En estos casos, es muy importante la ubicación de las aberturas de admisión, evitando tomar el aire procedente de una boca de extracción, de zonas contaminadas o de chimeneas, consiguiendo mejorar la calidad del aire interior. Para mejor la calidad del aire interior, es importante un buen mantenimiento de estos sistemas.

ASPIRADORES HÍBRIDOS, ASPIRADORES MECÁNICOS Y EXTRACTORES

El aspirador es el dispositivo colocado en la boca de expulsión que permite la extracción del aire.

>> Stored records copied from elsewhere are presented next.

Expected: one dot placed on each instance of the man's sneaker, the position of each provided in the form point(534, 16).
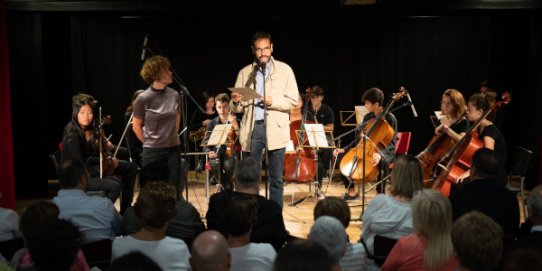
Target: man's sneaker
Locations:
point(320, 195)
point(346, 196)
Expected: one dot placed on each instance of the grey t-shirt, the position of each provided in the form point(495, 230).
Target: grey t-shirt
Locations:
point(158, 111)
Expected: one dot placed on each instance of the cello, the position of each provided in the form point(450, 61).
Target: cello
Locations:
point(458, 159)
point(379, 135)
point(299, 166)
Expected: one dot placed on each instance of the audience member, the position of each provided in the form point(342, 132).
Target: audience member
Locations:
point(390, 215)
point(430, 247)
point(534, 206)
point(329, 232)
point(210, 252)
point(45, 212)
point(269, 227)
point(303, 255)
point(54, 246)
point(241, 214)
point(186, 224)
point(484, 194)
point(524, 259)
point(154, 207)
point(95, 216)
point(477, 242)
point(134, 261)
point(354, 258)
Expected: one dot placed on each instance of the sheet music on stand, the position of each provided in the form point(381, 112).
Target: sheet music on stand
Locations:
point(317, 137)
point(219, 135)
point(435, 119)
point(248, 93)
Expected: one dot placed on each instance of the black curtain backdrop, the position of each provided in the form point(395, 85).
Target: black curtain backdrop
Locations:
point(54, 55)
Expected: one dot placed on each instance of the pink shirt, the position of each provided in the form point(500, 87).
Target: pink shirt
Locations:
point(407, 254)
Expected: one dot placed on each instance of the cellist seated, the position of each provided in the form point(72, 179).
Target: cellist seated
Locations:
point(222, 156)
point(379, 160)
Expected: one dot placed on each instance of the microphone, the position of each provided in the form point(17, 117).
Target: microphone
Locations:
point(144, 49)
point(412, 106)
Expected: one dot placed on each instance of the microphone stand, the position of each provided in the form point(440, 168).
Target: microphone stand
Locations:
point(183, 92)
point(262, 66)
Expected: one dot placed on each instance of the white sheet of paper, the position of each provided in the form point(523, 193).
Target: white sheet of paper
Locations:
point(316, 135)
point(361, 111)
point(219, 134)
point(248, 93)
point(439, 114)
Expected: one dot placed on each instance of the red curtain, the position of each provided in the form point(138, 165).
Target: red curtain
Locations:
point(7, 177)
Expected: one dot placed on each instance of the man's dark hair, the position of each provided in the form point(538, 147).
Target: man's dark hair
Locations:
point(373, 95)
point(55, 247)
point(486, 162)
point(248, 172)
point(261, 35)
point(303, 255)
point(134, 261)
point(241, 213)
point(155, 171)
point(70, 173)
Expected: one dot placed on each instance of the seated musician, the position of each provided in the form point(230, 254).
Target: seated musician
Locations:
point(223, 155)
point(372, 99)
point(488, 133)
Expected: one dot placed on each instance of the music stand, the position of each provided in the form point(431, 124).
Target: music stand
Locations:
point(316, 138)
point(216, 138)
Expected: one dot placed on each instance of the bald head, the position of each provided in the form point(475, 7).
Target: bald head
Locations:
point(210, 252)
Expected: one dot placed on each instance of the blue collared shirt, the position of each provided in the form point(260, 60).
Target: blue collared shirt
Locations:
point(259, 107)
point(96, 217)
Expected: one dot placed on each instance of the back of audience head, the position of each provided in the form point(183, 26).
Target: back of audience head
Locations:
point(134, 261)
point(432, 220)
point(210, 252)
point(477, 241)
point(35, 215)
point(406, 176)
point(524, 259)
point(241, 214)
point(71, 174)
point(335, 207)
point(303, 255)
point(534, 203)
point(155, 171)
point(55, 247)
point(485, 163)
point(330, 233)
point(155, 205)
point(247, 173)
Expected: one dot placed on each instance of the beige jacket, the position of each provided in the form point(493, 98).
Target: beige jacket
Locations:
point(282, 87)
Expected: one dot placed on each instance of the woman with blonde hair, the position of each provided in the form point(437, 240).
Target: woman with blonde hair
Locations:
point(430, 247)
point(390, 215)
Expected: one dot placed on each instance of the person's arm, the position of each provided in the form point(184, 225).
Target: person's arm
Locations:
point(137, 127)
point(288, 98)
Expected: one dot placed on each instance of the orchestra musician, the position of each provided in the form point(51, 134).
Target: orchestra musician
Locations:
point(80, 142)
point(488, 134)
point(321, 113)
point(276, 80)
point(373, 99)
point(224, 156)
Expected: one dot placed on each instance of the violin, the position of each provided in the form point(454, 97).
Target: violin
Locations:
point(107, 163)
point(379, 135)
point(197, 135)
point(458, 159)
point(300, 166)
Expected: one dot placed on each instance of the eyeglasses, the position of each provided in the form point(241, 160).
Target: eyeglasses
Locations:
point(265, 49)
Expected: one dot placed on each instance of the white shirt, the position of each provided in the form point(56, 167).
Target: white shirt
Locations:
point(169, 253)
point(253, 257)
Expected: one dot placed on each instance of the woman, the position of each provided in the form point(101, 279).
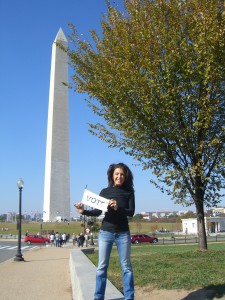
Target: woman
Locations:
point(115, 228)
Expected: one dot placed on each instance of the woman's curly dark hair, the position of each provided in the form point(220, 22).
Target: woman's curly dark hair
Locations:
point(128, 182)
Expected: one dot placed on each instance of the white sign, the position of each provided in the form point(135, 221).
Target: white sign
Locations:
point(94, 200)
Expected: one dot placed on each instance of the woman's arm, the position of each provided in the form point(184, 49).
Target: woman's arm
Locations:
point(129, 212)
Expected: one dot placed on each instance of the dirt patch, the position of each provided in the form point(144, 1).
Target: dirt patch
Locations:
point(146, 293)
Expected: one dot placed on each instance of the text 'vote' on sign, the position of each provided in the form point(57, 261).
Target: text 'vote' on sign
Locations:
point(94, 200)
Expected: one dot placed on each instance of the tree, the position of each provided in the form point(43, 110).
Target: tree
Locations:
point(156, 77)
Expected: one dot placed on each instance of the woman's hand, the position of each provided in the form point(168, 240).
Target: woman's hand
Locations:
point(113, 204)
point(80, 207)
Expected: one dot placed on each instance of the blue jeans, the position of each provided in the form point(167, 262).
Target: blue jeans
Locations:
point(105, 243)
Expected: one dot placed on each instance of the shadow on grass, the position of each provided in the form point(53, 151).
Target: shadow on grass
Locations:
point(209, 292)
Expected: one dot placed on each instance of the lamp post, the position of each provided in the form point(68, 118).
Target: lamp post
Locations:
point(19, 256)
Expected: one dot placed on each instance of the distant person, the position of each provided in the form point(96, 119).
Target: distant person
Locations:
point(81, 240)
point(115, 228)
point(52, 238)
point(74, 239)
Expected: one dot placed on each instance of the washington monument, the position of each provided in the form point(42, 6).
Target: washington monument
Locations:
point(57, 174)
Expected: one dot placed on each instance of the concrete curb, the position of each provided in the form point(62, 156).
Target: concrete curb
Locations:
point(82, 273)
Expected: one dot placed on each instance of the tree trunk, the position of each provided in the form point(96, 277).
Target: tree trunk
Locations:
point(201, 226)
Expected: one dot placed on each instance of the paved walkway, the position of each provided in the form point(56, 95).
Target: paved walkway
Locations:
point(43, 275)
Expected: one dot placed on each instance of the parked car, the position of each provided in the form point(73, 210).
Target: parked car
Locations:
point(143, 238)
point(36, 239)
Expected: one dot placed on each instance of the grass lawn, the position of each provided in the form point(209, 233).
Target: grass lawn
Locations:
point(172, 267)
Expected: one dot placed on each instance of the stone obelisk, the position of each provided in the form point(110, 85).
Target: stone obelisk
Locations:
point(57, 174)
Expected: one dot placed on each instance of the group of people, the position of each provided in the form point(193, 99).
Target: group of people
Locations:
point(57, 239)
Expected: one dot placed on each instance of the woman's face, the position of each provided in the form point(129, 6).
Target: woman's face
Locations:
point(118, 177)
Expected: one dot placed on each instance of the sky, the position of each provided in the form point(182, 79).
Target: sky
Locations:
point(27, 30)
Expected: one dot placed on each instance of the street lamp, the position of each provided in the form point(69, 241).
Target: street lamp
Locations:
point(19, 256)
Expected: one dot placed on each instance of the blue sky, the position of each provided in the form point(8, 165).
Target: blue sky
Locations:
point(28, 29)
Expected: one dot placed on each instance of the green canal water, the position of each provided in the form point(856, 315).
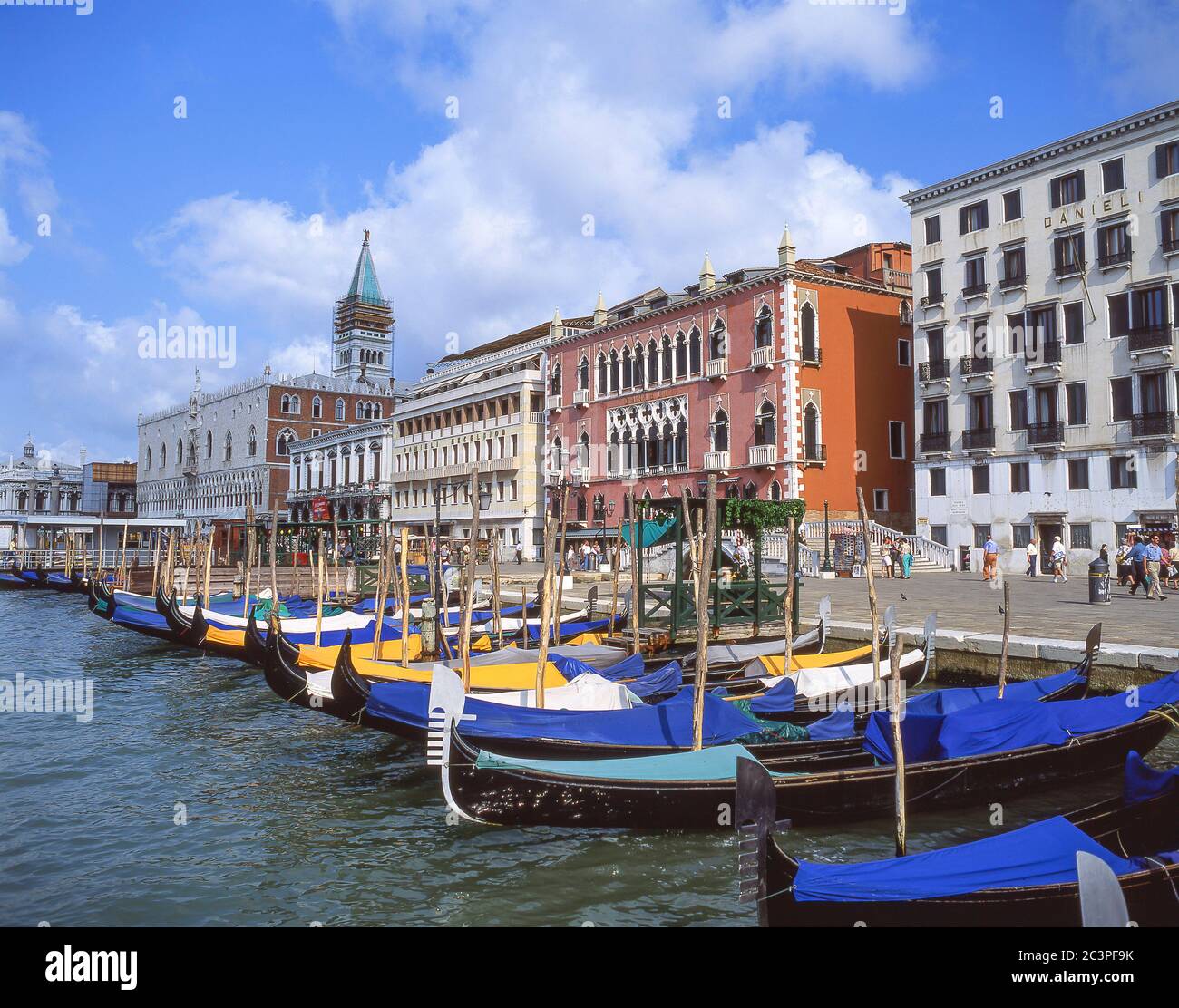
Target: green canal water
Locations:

  1. En la ventilación híbrida: el aspirador híbrido permite la extracción del aire por tiro natural con condiciones ambientales favorables. Cuando las condiciones son desfavorables el aspirador extrae automáticamente el aire mediante un ventilador.
  2. En la ventilación mecánica: el aspirador mecánico tiene un ventilador para extraer automáticamente el aire de forma continua.

 

Las cocinas deben disponer de un sistema adicional específico de ventilación con extracción mecánica para los vapores y los contaminantes de la cocción, para ello debe disponerse un extractor. El extractor está conectado a un conducto de extracción independiente de los de la ventilación general de la vivienda, que no puede utilizarse para la extracción de aire de locales de otro uso. Cuando este conducto sea compartido por varios extractores, cada uno de éstos debe estar dotado de una válvula automática o cualquier otro sistema antirrevoco, que mantenga abierta su conexión con el conducto sólo cuando esté funcionando.

Los aspiradores mecánicos y los híbridos, están dispuestos en un lugar accesible para realizar su limpieza. Los extractores de las cocinas están dotados de un dispositivo que indica cuando debe reemplazarse o limpiarse su filtro.